Are we asking the audience to be more than receptive?

Do we tell them who we are? (later, earlier). I thought, given the ‘mediated through Colin’ way I open the text in the material that my saying “I am Simon, and this is Colin” would be a little ambiguous anyway … a little like Morecombe and Wise (but probably not as funny).

Chris talked of a different set of performance codes going from ‘introduction’ to the ‘channel’ physical work on the left hand side.

What of referring to the difficulty of the audience’s task? “You may be finding this difficult”

The feeling of ‘they have chosen me out of this group’ - when being looked at directly by performers.

Allay fear of audience participation.

Talked of ritualisation of opening text/looking.
The audience has the option to frame us (when no technology involved).

Talked of ‘sensitising the space’ to what is about to happen, and what is happening.
Colin: “How neutral can your power be?”
How problematic can our relationship be?
How problematic can the audience’s viewing be?
Our job is to create the conditions for them to take up the ‘offer’.

What makes a choice/constraint a responsibility?

Making choices matter.
Something about this depends on me watching (in this way).
How can we make the looking matter?
The power of gaze.
Negotiation of power relationships including the audience.
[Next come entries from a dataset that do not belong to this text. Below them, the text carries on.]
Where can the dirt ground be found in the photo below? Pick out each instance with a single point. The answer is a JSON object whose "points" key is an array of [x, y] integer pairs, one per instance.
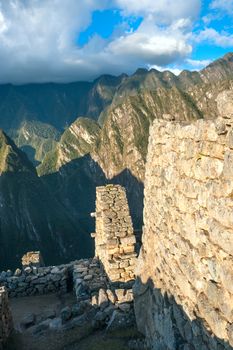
{"points": [[77, 338]]}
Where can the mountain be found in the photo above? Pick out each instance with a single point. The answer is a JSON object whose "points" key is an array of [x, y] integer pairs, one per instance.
{"points": [[86, 134], [30, 216]]}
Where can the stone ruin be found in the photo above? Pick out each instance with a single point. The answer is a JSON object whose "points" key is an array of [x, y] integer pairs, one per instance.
{"points": [[32, 259], [114, 237], [102, 285], [183, 296], [6, 323]]}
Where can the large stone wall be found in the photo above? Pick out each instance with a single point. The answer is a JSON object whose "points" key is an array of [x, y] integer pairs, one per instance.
{"points": [[114, 236], [184, 290], [6, 323]]}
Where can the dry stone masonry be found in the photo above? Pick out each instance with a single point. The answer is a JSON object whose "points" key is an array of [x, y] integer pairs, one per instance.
{"points": [[6, 323], [184, 290], [114, 237], [111, 303], [33, 280], [32, 259]]}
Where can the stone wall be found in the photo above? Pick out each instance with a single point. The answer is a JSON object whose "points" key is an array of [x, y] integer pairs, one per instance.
{"points": [[6, 323], [184, 291], [32, 280], [114, 237]]}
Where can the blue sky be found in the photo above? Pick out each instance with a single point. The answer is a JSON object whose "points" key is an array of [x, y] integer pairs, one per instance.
{"points": [[62, 41]]}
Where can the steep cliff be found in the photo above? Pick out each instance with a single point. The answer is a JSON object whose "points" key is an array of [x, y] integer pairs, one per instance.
{"points": [[30, 216]]}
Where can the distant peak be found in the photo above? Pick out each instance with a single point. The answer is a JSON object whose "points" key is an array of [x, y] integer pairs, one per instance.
{"points": [[141, 71]]}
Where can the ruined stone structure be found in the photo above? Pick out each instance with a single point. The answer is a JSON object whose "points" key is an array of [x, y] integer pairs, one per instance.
{"points": [[6, 323], [32, 259], [33, 280], [114, 237], [184, 291]]}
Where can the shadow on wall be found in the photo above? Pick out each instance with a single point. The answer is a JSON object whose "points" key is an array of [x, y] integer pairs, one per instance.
{"points": [[167, 326], [74, 185]]}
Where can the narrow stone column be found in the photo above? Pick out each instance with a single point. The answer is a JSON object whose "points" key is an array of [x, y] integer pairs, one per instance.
{"points": [[114, 237], [6, 322]]}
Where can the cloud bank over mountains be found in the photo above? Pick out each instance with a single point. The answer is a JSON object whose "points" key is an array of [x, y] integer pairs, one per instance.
{"points": [[39, 38]]}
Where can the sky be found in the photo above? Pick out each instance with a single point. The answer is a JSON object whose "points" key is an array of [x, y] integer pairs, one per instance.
{"points": [[71, 40]]}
“You can look at both of us now” - before belt?

It could create more problems than solutions (the work that is).

Our experience together - in concrete terms.
Building this into the looking.
Grounded in this experience we are having.
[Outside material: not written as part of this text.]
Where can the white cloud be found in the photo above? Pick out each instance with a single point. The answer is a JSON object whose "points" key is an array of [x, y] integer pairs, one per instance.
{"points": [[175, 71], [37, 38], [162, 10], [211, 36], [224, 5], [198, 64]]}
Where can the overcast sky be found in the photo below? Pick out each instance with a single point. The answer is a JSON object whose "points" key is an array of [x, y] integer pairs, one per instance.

Chris: “about text and visual” - gaze, iamge, movement, text.

Body language - only 5% of how we relate UNTIL it doesn’t match with what is being said - then it matters a lot. The incongruency is critical.

We spoke of ordering - of how images cause audiences to revise what they have seen (curious about operation of memory in this).

Chris: “aesthetics of absence”

There is a game here - in paying attention, in concentration, in risking missing so much because of what might be seen. We can’t see it all.

“rupture”, or “door opening” … with belt scene.

How to make our performance depend on their viewing?
The viewer doesn’t need it - but what if we can develop the idea that they need it … ?

It would be a shame if they couldn’t see the wood for the trees.

Our relationship with audience, our relationship with each other.

Phew. Long post.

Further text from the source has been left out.